Fr. Fernando da Soledade continuou a Historia Seraphica que tinha começado Fr. Manoel da Esperança. Escreveu do Convento de Santa Anna por ser da sua ordem. A sua veracidade, é fóra de duvida em quanto elle pôde examinar: e quanto elle diz da sepultura de Camões é tanto mais digno de credito que se conhece evidentemente que elle viu e examinou com os seus proprios olhos, como se prova pela emenda do epitaphio e pelas palavras com que conhece a sua noticia: «De outro poeta illustre, chumado Diogo Bernardes, temos noticia que fôra sepultado n'este templo, porem n'elle não vemos pedra ou epitaphio, que assignate o logar do seu deposito.»

Ora é este mesmo historiador que fallando da Igreja do Convento de Santa Anna, diz: «Na parede que fica da parte esquerda, ao entrar pela porta principal d'esta Igreja, junto da sua sepultura, se vê outra memoria de Luiz de Camões, que mandou fazer em azulejo Miguel Leitão de Andrade. » E na segunda edição de 173 accrescenta: «Hoje existem estas memorias dentro da clausura em o côro inferior d'este mosteiro, o qual ha poucos annos se fez, tapando-se para esse fim a porta principal e da banda da Igreja, a porta d'elle que ficava debaixo do côro superior.»

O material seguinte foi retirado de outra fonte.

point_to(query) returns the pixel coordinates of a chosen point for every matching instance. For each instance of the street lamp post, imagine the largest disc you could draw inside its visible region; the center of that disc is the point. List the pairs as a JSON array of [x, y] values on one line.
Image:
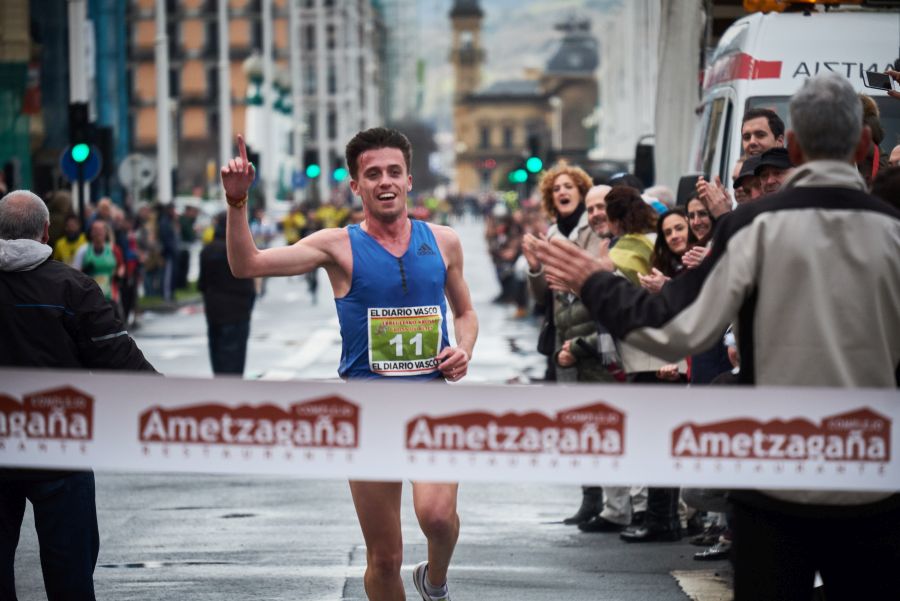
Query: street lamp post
[[556, 125]]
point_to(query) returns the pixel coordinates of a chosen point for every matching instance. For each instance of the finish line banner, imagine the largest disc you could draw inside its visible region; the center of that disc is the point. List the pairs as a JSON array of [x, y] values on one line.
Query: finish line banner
[[798, 438]]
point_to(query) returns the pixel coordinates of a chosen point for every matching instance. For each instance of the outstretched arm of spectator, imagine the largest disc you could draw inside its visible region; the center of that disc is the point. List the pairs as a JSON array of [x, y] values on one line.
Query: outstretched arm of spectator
[[692, 258], [567, 267], [714, 196], [895, 75]]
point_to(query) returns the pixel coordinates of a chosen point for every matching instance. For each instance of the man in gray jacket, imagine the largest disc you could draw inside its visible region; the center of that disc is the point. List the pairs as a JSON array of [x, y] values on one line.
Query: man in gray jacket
[[811, 277], [52, 316]]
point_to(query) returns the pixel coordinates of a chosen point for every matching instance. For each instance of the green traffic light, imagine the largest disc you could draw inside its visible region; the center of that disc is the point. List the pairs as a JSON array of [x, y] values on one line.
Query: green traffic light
[[534, 164], [80, 152], [520, 176]]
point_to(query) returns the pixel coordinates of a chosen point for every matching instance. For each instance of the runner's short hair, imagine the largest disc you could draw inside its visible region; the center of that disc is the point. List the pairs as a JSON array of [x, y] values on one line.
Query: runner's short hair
[[775, 122], [371, 139]]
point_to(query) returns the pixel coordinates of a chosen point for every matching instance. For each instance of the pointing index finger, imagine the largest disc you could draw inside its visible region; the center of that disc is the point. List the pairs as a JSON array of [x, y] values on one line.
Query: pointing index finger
[[242, 148]]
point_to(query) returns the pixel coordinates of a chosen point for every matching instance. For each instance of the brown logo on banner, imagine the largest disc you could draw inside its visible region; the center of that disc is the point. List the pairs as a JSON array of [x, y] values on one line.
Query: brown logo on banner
[[596, 429], [861, 435], [328, 422], [63, 413]]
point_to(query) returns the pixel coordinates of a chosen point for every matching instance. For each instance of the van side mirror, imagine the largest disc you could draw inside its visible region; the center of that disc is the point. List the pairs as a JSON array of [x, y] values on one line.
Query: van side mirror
[[686, 186], [644, 163]]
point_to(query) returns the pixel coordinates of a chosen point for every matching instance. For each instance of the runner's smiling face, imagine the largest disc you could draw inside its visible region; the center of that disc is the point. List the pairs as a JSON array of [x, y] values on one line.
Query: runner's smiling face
[[566, 195], [382, 183]]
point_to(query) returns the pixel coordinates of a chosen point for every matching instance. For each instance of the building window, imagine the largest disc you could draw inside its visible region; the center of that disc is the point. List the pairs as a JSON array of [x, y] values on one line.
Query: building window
[[332, 125], [485, 141], [507, 136], [332, 79], [312, 131], [310, 37], [486, 179], [309, 80]]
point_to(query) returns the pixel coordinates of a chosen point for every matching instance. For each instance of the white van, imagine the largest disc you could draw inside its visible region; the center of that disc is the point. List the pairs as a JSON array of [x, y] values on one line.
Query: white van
[[762, 59]]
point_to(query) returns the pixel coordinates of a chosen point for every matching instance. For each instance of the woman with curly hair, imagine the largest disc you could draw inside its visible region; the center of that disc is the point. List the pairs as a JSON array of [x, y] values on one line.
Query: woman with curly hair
[[563, 188], [576, 354]]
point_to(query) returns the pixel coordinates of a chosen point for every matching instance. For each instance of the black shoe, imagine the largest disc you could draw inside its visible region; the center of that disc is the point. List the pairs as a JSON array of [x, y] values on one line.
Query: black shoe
[[708, 537], [647, 534], [598, 524]]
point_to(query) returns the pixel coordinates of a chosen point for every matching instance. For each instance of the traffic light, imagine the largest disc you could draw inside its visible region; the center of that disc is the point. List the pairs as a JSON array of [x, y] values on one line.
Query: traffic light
[[534, 163], [79, 132], [340, 172], [311, 161]]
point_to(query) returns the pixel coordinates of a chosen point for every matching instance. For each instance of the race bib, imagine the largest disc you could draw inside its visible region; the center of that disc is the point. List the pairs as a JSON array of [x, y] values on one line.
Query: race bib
[[404, 341]]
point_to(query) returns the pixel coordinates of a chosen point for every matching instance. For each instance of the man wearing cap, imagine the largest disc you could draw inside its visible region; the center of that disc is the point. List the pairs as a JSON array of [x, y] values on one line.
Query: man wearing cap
[[773, 168], [792, 331]]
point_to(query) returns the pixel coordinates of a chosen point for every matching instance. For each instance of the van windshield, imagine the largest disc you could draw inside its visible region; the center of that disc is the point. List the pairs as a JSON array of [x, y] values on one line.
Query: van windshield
[[889, 108]]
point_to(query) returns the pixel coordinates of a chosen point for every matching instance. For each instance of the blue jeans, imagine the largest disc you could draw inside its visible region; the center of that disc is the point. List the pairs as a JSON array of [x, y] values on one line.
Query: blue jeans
[[65, 517], [228, 347]]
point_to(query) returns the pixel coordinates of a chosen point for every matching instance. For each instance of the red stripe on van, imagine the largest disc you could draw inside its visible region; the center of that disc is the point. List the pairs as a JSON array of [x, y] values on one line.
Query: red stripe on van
[[741, 66]]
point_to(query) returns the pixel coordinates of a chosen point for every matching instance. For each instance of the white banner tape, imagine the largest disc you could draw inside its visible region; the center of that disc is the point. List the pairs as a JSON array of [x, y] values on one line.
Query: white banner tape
[[797, 438]]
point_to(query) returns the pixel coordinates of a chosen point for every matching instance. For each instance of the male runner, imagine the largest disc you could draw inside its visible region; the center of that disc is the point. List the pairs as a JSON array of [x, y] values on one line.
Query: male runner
[[386, 267]]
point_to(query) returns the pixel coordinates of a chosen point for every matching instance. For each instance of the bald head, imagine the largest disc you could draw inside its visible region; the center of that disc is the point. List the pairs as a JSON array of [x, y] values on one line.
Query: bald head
[[23, 215], [595, 204]]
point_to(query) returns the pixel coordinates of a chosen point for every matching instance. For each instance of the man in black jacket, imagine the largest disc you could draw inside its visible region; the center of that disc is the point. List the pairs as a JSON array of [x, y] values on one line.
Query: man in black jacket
[[52, 315], [228, 302]]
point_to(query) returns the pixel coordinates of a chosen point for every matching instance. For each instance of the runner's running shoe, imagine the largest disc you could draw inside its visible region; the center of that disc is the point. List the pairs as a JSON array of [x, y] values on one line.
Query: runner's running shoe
[[419, 573]]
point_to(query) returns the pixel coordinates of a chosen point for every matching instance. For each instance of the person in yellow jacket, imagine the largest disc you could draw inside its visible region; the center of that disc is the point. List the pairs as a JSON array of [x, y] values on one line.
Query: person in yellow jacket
[[72, 239]]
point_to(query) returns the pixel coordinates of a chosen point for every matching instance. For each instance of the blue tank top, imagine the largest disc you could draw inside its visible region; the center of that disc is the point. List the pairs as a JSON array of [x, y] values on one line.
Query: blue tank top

E' pois evidente pelos escriptores que se conhece terem visitado a Igreja de Santa Anna, annos e muitos annos depois de D. Gonçalo Coutinho, que elles viam a sepultura de Camões com todas as suas memorias á entrada da Igreja entrando pela porta principal á mão esquerda. Mas ainda a estes accrescentaremos outra authoridade respeitavel do meio do seculo 18.0 (1752), author que estava tão certo de que a sepultura de Camões era no logar que dizemos, que não querendo duvidar da asserção de Faria e Sousa, diz que D. Gonçalo Coutinho trasladou as cinzas de Camões para o lado esquerdo da porta principal da Igreja. As palavras de Diogo Barboza Machado, o famoso author de quem fallamos, são estas:

«Foi sepultado na Igreja (que juntamente era Parochia) do Convento de Santa Anna, de Religiosas Franciscanas d'esta côrte, em logar humilde, d'onde o transferiu no anno de 1595, dezeseis depois de sua morte, D. Gonçalo Coutinho, igualmente illustre pelo esplendor do sangue, que pelo zêlo da patria, para parte mais decorosa qual foi o lado esquerdo da porta principal da dita Igreja.»

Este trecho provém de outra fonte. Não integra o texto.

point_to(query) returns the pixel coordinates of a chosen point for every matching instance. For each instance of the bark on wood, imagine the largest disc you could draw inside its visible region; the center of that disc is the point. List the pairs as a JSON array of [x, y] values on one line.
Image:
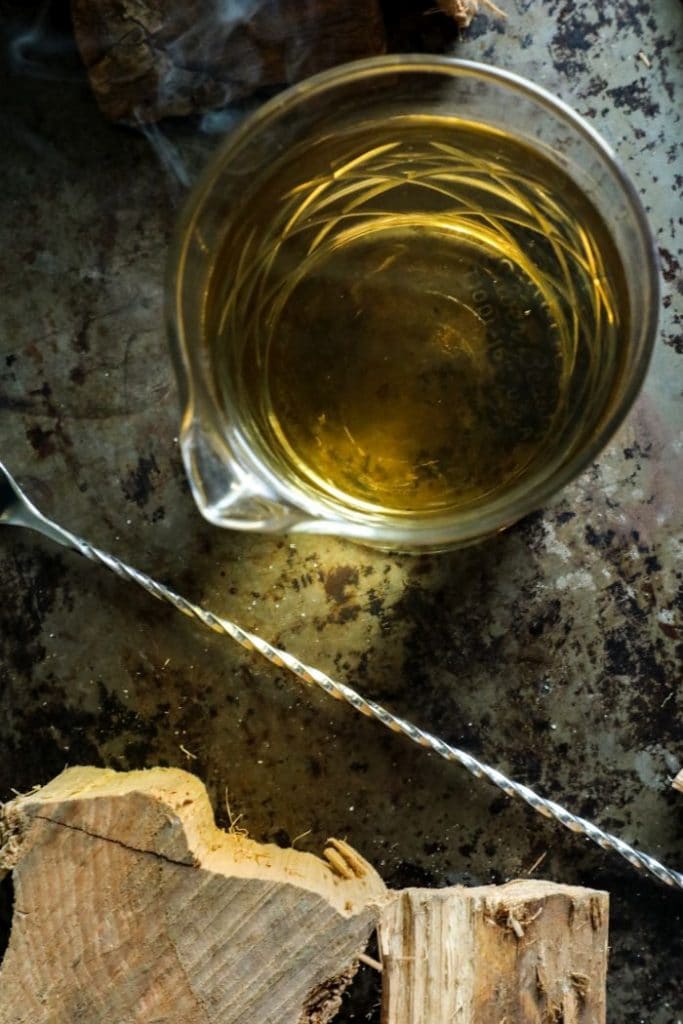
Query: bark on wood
[[130, 905], [525, 952], [153, 58]]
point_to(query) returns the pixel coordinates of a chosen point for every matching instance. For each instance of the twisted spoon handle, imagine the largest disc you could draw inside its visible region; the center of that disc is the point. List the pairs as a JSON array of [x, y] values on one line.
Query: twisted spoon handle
[[282, 658]]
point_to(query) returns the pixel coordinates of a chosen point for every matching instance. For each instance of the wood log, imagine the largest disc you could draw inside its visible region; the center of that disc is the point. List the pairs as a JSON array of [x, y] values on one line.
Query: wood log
[[130, 905], [153, 58], [520, 953]]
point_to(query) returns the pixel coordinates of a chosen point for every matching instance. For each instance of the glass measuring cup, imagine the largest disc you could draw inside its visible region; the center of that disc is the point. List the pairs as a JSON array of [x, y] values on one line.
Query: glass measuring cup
[[409, 300]]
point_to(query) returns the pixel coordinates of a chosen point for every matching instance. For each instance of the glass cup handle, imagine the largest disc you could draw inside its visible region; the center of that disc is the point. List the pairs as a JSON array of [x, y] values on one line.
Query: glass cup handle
[[227, 494]]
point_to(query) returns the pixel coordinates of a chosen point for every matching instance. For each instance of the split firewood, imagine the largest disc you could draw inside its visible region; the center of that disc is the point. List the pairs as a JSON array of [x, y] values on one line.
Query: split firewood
[[153, 58], [131, 905], [462, 11], [523, 952]]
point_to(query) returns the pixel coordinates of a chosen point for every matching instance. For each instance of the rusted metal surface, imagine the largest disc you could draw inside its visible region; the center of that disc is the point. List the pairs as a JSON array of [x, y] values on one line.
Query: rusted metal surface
[[553, 651]]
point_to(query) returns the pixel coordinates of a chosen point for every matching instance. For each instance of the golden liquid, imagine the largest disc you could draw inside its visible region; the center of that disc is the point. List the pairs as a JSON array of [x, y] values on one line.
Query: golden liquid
[[413, 317]]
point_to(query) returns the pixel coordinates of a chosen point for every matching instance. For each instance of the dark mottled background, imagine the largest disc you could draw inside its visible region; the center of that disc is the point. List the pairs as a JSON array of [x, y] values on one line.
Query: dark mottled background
[[553, 651]]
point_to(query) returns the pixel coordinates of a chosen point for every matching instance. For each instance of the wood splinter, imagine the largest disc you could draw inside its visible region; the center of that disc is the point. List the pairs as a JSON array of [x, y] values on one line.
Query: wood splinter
[[462, 11], [131, 905]]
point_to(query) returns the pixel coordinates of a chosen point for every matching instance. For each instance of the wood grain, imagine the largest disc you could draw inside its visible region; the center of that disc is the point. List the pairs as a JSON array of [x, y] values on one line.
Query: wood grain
[[153, 58], [521, 953], [130, 905]]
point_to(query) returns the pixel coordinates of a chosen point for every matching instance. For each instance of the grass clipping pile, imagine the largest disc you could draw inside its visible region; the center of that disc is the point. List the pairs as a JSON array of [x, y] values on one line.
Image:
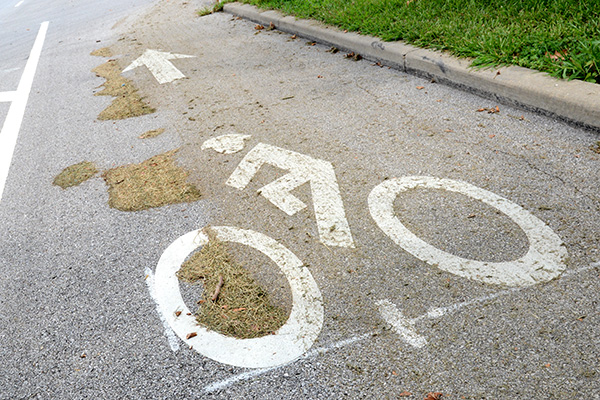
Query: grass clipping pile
[[155, 182], [232, 303], [127, 102], [75, 174]]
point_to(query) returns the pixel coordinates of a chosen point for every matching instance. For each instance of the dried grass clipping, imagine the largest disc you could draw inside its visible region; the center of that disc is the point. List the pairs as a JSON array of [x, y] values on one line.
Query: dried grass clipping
[[155, 182], [242, 309]]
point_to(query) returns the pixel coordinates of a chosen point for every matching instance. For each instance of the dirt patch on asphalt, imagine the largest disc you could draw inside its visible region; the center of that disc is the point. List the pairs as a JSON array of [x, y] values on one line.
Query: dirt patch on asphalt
[[103, 52], [75, 174], [232, 302], [155, 182], [151, 134], [127, 102]]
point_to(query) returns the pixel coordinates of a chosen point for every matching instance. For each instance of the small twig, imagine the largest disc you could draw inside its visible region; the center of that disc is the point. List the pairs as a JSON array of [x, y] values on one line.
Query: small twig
[[217, 289]]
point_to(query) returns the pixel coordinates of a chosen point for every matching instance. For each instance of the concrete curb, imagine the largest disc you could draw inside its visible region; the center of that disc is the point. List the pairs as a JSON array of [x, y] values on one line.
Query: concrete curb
[[574, 101]]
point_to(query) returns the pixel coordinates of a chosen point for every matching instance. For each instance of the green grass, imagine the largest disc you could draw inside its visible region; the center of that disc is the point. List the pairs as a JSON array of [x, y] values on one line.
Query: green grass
[[561, 37]]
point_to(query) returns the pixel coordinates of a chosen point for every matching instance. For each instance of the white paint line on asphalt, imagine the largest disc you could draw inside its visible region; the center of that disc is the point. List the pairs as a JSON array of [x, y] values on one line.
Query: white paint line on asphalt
[[213, 387], [158, 63], [394, 316], [7, 96], [543, 262], [12, 124], [150, 282], [290, 341], [403, 326], [226, 144], [328, 205], [432, 314]]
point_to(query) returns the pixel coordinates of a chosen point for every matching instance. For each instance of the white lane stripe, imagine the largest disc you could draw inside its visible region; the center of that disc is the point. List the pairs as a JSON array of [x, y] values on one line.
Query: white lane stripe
[[405, 327], [433, 313], [173, 343], [251, 374], [7, 96], [12, 124]]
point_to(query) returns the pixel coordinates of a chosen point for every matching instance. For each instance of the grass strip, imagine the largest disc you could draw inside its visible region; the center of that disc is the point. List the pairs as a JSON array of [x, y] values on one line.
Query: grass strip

A estas authoridades devemos accrescentar o testamento (digo) o testemunho uniforme das religiosas, de terem sempre

ouvido dizer que a sepultura de Camões era no fim da escada que do pavimento superior desce para o côro de baixo: o que inteiramente se conforma com a authoridade dos escriptores.

Determinado já no nosso entender sem duvida, o logar em que estava a sepultura de Camões, conviria examinar que authoridade teriam as cinzas que D. Gonçalo Coutinho honrou como taes, pois que, como é bem sabido, Manoel de Faria e Souza diz, que quando D. Gonçalo Coutinho as procurou fue bien dificil el hallarle: e o mesmo havia já dito Pedro de Mariz.

Em primeiro logar diremos que o intento da commissão não podia ser outro senão procurar os ossos que D. Gonçalo Coutinho se persuadiu que eram os de Camões-mas cumprenos mostrar que sempre taes ossos foram considerados como os verdadeiros de Camões. Nem os dois contemporaneos Martim Gonçalves da Camara, nem Miguel Leitão de Andrade, lhe teriam posto o primeiro o elogio latino, e o segundo os azulejos com os emblemas e inscripção, se se não persuadissem que ali estavam realmente os restos de Camões. Mas esta crença foi constante nos tempos seguintes.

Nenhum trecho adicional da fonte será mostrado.